In the SwinMatcher Block, the attention mechanism is central, encompassing self-attention and cross-attention. The self-attention mechanism is designed concerning the Swin Transformer28, an improvement on the standard multi-head self-attention of the original Transformer23. The self-attention mechanism in Transformers calculates the correlation between all positions in a sequence on a global scale. Unlike CNNs, which are specifically designed to capture local patterns, Transformers lack an explicit local inductive bias. As a result, when processing fine-grained local features, it may neglect local feature information at distant positions relative to the current features.

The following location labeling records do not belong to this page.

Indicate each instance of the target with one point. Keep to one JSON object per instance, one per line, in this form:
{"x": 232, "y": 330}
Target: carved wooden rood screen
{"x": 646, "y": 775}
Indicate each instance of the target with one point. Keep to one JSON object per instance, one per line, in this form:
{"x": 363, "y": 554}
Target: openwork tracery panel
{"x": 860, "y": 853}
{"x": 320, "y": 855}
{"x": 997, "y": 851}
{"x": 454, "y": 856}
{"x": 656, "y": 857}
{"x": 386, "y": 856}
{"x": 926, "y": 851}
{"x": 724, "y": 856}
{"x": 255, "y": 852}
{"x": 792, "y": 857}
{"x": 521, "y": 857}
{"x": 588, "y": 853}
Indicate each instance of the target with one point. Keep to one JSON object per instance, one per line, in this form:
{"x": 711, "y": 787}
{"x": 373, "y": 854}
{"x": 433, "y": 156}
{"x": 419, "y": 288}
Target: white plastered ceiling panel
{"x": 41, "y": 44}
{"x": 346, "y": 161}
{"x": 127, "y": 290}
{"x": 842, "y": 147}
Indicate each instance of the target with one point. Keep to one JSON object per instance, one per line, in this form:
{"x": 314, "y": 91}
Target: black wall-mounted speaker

This leads to smaller weights for distant local features after multiple layers of self-attention, and even combining CNNs cannot guarantee amplification of these distant local features. To address this issue, we employ local self-attention, which restricts the distance between features, ensuring that distant feature weights are preserved. For an image input of size \(H\times W\times C\), the Swin Transformer first reshapes it into a feature map of size \(\frac{HW}{{{M}^{2}}}\times {{M}^{2}}\times C\), which is then divided into \(M\times M\) non-overlapping local windows, with \(\frac{HW}{{{M}^{2}}}\) representing the number of windows. Self-attention is then computed for each window. For local window features \(X\in {{\mathbb {R}}^{{{M}^{2}}\times C}}\), matrices QKV are explicitly calculated for local attention:

$$\begin{aligned} Q=X{{P}_{Q}}, K=X{{P}_{K}}, V=X{{P}_{V}} \end{aligned}$$
(3)

where \({{P}_{Q}},{{P}_{K}},{{P}_{V}}\) is a shared projection matrix across different windows. Typically, \(Q,K,V\in {{\mathbb {R}}^{{{M}^{2}}\times d}}\). The attention matrix calculated within the local window through the self-attention mechanism is:

$$\begin{aligned} Attention(Q,K,V)=SoftMax(Q{{K}^{T}}/\sqrt{d}+B)V \end{aligned}$$
(4)

where B is a learnable relative position encoding, denoted as W-MSA for window-based multi-head attention. Next, a multi-layer perceptron (MLP), which consists of two fully connected layers connected by a GELU non-linearity for further feature transformation, is used. Layer normalization (LN) is added before W-MSA and the MLP, with residual connections. The entire process is represented as:

$$\begin{aligned} & X'=W\text {-}MSA(LN(X))+X \end{aligned}$$
(5)
$$X'\, = \,MLP(LN(X))\, + \,X$$
(6)

However, conducting self-attention only within windows leaves no interaction between different windows. Therefore, self-attention between windows is needed, which is achieved by the shifted window multi-head attention mechanism (SW-MSA)28. The shifted window moves the previously divided windows by (\(\left\lfloor M/2 \right\rfloor ,\left\lfloor M/2 \right\rfloor\)) pixels. The process is similar to S-MSA, represented as:

$$\begin{aligned} & X'=SW\text {-}MSA(LN(X))+X \end{aligned}$$
(7)
$$X'\, = \,MLP(LN(X))\, + \,X$$
(8)

So, W-MSA and SW-MSA constitute a complete local self-attention mechanism, as shown in Fig. 4a.

Figure 4
figure 4

SwinMatcher block.

To enhance the connection between the features of two images to be matched, we adopt a local self-attention mechanism and introduce a cross-attention mechanism. The primary function of cross-attention is to learn the similarity between pairs of images. Due to the potential inconsistency in feature positions between two images, we opt for a global cross-attention mechanism to address this challenge. The Q values for cross-attention are obtained by passing the local self-attention results of Image \({{I}^{A}}\) through a linear layer, while the K and V values are derived by passing the local self-attention results of Image \({{I}^{B}}\) through another linear layer, as shown in Fig. 4b. Additionally, both local self-attention and cross-attention mechanisms can be independently repeated N times as needed to strengthen the effectiveness of feature extraction and matching.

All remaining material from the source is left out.